Followup: Questions to ask Cloudstar or any encrypted email provider

I can see that my cloudstar post is getting a fair amount of views, and I wanted to follow up.  Below are some questions you should ask potential encryption vendors.

Furthermore, a lot of my clients are under the impression that the encrypted service provider they've been pushed to is MANDATORY - but that is not often the case! The true case is that it's mandatory your email is encrypted, and in 99% of cases, it is!

So before you make the leap to cloudstar, or any similar service provider, ask them these questions:

1 How and where are emails encrypted?

2 How and where are emails decrypted?

3 What benefit does your service offer over default TLS?  (Other than preventing non-encrypted delivery, because this is an optional feature of every mail host I've seen, including exchange).

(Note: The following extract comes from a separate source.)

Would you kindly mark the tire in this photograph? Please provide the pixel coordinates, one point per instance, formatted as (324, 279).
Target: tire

4 What happens if the recipient doesn't allow for encryption?

5 When/if you create a portal page to send to a user who doesn't meet encryption standards, how do they gain access to the portal?

5b If no password is required, and the email is delivered unencrypted, even with a secure URL - wouldn't someone who sniffed the email simply be able to follow the URL?

6 If the portal is hosting attachments, what is the retention period on that? Would my client's clients be able to open an email from several years ago and pull that data?

7 Are you able to whitelist spam from specific users? (Some of our clients forward their received spam to an address for resolution - phrase filtering will likely bounce these messages as spam).

8 What are your uptime expectations and what happens if the gears stop turning? From ISP's to cloud-storage, everyone seems to experience some downtime, from time to time.

9 Can you provide audit encryption logs?

10 What liability does your service accept for both sending and receiving emails?